Students also braise pork belly for the protein. By the end of class, they have assembled their own bowls of ramen.

"It's fun to make it," Pellegrino said. "It's a self-contained, one-bowl meal."

Andrew Woods of Bolton Hill recently took one of Schola's ramen classes to learn more about the noodle soup.

"I'm a pretty curious cook, but I don't do high-flying Asian cooking," he said. "You think of ramen as the dry packet of college dorms. I wanted to see the other side."

At Belvedere Square Market, ramen restaurant Ejji (pronounced "edgy") is relishing the noodle phenomenon. Diners sit at a counter, ordering from a menu that has a four-step choice process: broth, noodles or rice, toppings and sauce.

Diners can also "be bold," according to the menu, and order dishes like tonkotsu ramen, which has pork broth, char su pulled pork, pork belly, miso egg and scallions; or laksa ramen, honoring the restaurant owners' Malaysian heritage, with curry shellfish broth, crab, shrimp tempura, clams, bonito flakes, bean sprouts, fried tofu, basil and lime.

As Pellegrino said, "Ramen is a free-for-all without rules. There are at least 30 styles with each person putting on their own spin."

Another noodle soup that's gaining in popularity is Vietnamese pho (pronounced "fuh"). While Howard County, home of many Asian transplants, has been a stronghold of pho houses, more of the noodle restaurants are opening in other areas.

In 2013, Pho Towson set up shop in an unusual location — a Best Western hotel on Cromwell Bridge Road within earshot of the busy Beltway. On a Saturday afternoon, the formal dining room was busy with college students, parents and other diners dipping into bowls of pho laced with ginger, star anise and strings of rice noodles.

The broth is more delicate than that of its cousin, ramen. And additions like sweet-smelling basil, thin wheels of jalapeno peppers and bean sprouts are served on the side.

Lucky Peach is betting on pho becoming the "new ramen."

"It's a roulette table we're putting our chips on," said Meehan, whose next quarterly issue, on newsstands May 17, will focus on pho.

"Pho requires a less-dense broth and is more affordable to make," he said.

Pho Viet, which opened downtown in September, might be ahead of the curve. The restaurant serves 11 varieties of pho in a dining room that seats 40 and is usually packed.

"Pho has been in the United States for many years," said restaurant manager Katie Dang. "A lot of Americans know about it."

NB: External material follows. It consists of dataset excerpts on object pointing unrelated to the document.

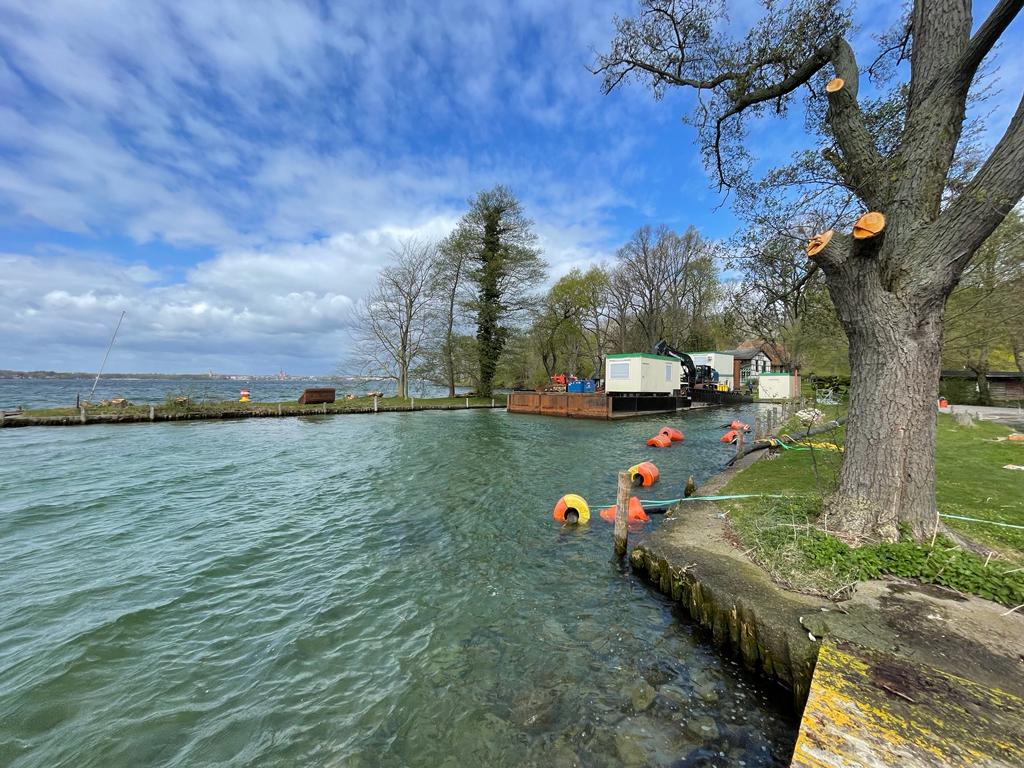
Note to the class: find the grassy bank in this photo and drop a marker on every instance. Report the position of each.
(782, 535)
(229, 409)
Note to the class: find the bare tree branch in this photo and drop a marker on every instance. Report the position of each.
(969, 220)
(986, 37)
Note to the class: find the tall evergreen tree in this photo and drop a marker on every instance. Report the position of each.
(505, 267)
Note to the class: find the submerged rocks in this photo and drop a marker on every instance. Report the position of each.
(641, 695)
(701, 728)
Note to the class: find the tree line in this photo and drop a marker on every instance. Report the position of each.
(470, 309)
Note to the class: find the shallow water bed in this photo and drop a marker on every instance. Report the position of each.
(358, 590)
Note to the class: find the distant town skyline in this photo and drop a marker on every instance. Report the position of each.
(233, 179)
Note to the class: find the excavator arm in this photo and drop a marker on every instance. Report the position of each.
(667, 350)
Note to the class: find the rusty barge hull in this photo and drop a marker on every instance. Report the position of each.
(576, 406)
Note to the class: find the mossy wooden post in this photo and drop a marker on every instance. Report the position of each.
(622, 513)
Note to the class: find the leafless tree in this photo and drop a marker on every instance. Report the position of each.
(897, 156)
(396, 323)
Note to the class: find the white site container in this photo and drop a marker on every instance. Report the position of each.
(641, 374)
(721, 361)
(777, 386)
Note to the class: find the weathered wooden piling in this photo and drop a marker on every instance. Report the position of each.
(622, 513)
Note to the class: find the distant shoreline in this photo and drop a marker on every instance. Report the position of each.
(130, 414)
(67, 376)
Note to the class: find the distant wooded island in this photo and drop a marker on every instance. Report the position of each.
(4, 374)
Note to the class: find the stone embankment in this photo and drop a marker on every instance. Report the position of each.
(900, 675)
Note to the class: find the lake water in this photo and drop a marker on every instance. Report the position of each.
(378, 590)
(30, 393)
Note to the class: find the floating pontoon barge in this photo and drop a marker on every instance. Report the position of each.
(573, 406)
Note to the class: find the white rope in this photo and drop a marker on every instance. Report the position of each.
(990, 522)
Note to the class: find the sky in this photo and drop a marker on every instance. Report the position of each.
(232, 174)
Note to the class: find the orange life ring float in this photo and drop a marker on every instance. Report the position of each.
(571, 509)
(644, 474)
(635, 512)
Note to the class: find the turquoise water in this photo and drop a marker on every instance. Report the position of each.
(383, 590)
(33, 393)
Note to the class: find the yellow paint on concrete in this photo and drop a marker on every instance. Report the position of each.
(868, 709)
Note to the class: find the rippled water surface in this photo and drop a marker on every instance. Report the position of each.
(380, 590)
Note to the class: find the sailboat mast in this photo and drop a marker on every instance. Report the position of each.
(108, 352)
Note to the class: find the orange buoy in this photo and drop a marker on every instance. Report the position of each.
(644, 474)
(673, 434)
(571, 509)
(635, 512)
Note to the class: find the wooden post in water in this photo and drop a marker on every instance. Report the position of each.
(622, 513)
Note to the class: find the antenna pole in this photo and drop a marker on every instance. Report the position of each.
(107, 353)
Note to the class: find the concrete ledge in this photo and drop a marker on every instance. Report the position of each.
(902, 675)
(691, 559)
(871, 709)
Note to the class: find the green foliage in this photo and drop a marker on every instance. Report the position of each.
(784, 539)
(505, 267)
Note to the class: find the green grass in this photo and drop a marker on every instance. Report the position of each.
(231, 407)
(780, 534)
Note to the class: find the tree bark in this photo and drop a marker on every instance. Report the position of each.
(888, 474)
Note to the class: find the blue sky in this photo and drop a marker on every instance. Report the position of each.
(232, 174)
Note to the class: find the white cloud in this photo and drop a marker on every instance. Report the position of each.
(292, 144)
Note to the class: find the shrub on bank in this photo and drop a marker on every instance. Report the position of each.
(784, 539)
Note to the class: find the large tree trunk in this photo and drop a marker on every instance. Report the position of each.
(888, 474)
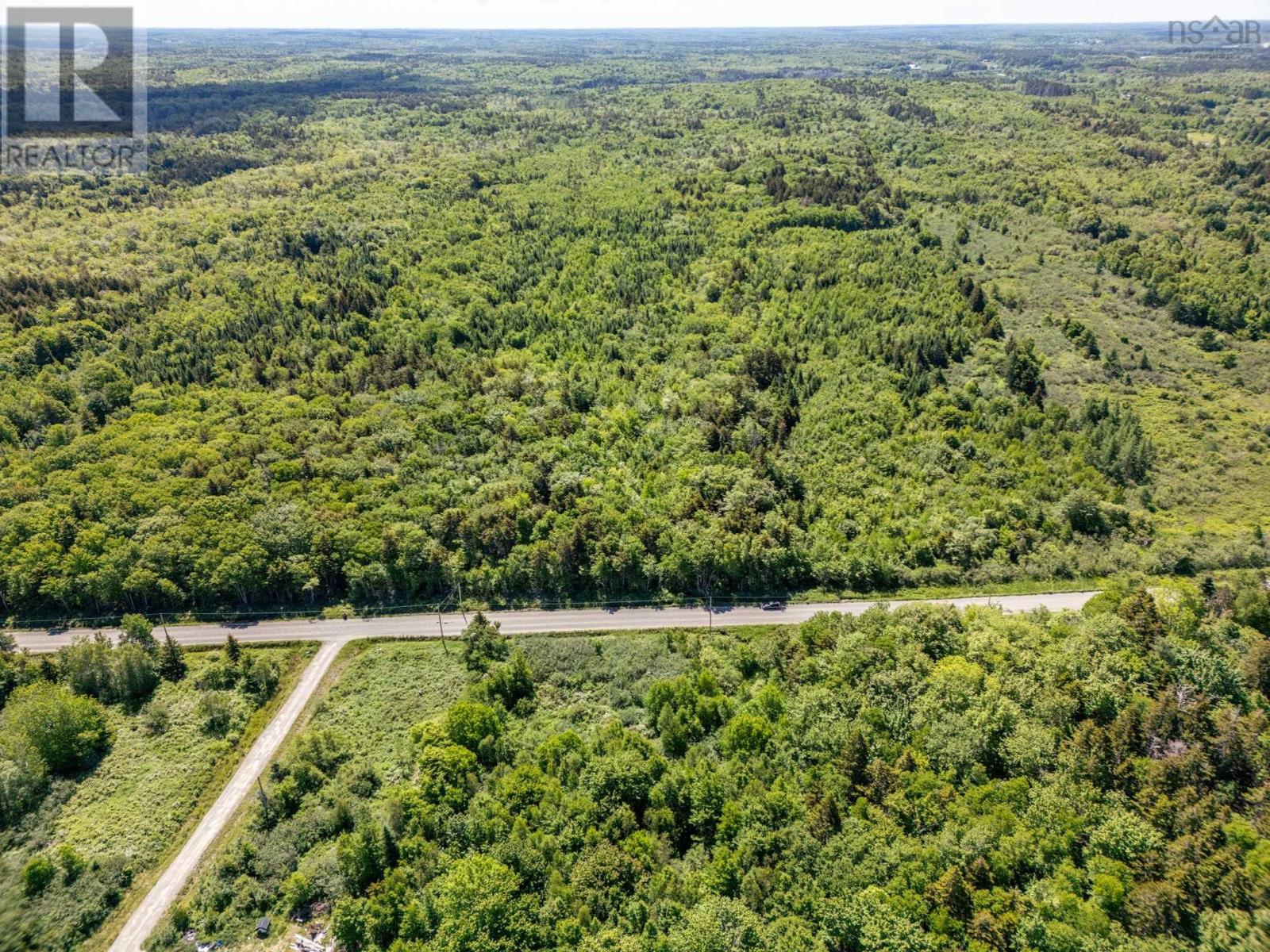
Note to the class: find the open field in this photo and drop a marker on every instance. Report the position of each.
(911, 778)
(129, 812)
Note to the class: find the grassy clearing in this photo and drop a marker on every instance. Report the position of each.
(129, 814)
(378, 689)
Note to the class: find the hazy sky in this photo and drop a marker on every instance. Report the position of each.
(511, 14)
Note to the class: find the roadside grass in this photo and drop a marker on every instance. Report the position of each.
(130, 814)
(376, 691)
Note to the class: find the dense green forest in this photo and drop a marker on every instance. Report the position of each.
(912, 781)
(610, 314)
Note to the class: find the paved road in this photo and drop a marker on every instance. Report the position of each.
(533, 621)
(337, 632)
(164, 892)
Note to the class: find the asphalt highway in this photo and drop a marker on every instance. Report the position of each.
(533, 621)
(337, 632)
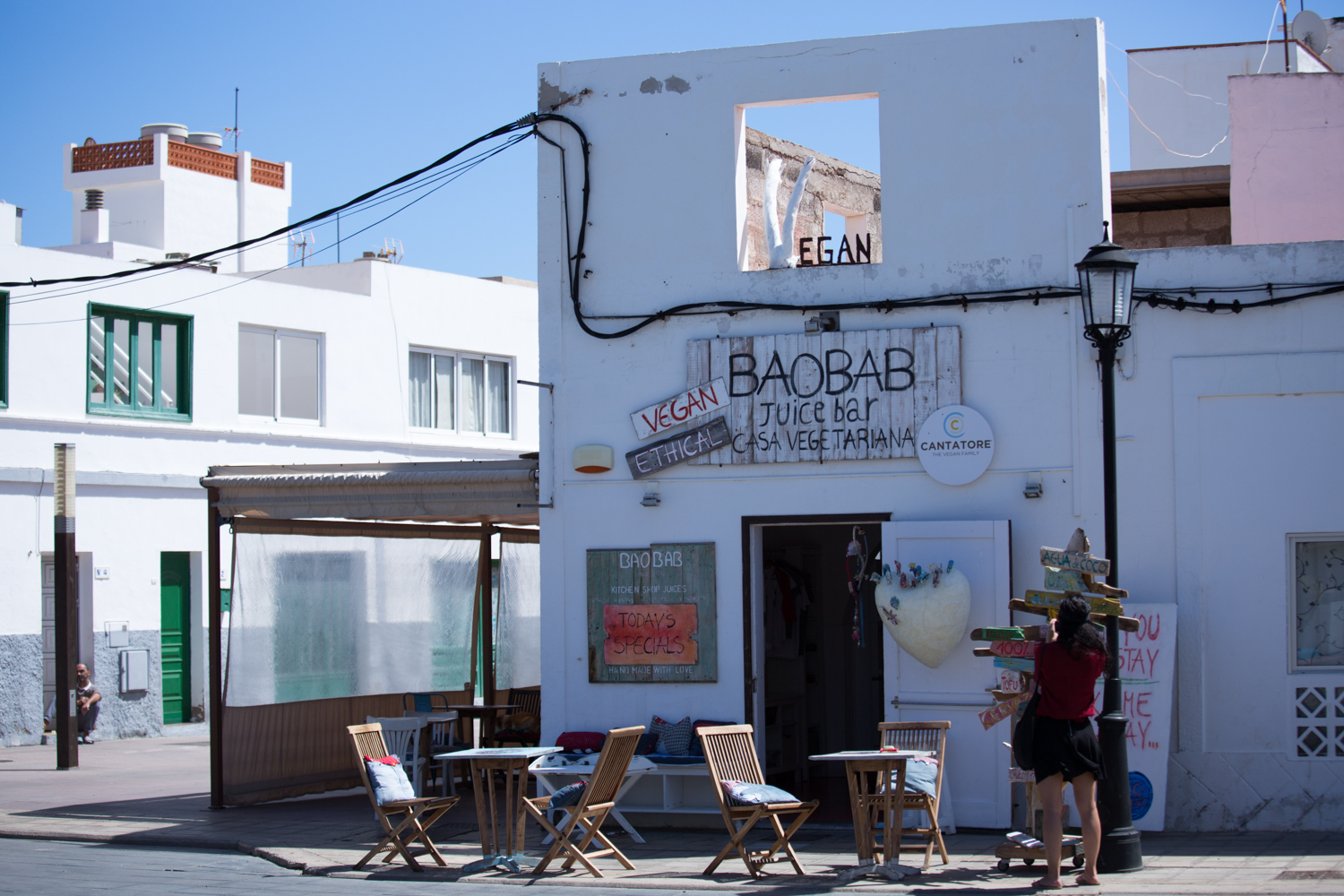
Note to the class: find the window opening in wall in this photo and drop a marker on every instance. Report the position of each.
(280, 374)
(839, 215)
(470, 394)
(139, 363)
(1319, 602)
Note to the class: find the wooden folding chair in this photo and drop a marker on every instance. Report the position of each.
(419, 813)
(730, 754)
(593, 807)
(932, 737)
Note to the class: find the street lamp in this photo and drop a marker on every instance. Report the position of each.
(1107, 280)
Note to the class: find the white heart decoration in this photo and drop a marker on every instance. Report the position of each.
(930, 621)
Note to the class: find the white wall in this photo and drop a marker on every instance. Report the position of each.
(978, 202)
(1180, 94)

To accommodate the crowds, Pho Viet, owned by Henry Tran, who runs the Quality Inn next door, is enlarging its space to add 100 seats and expand its menu items, including rice dishes. But pho will still be king.

"It's healthy and fresh," Dang said. "The taste is very comforting."

To Meehan, the appeal of noodle soups is the slurping.


"There's a relationship between the broth and the noodles. Slurping is getting the two together," he said. "You shut down and eat it. Then you go on with your day."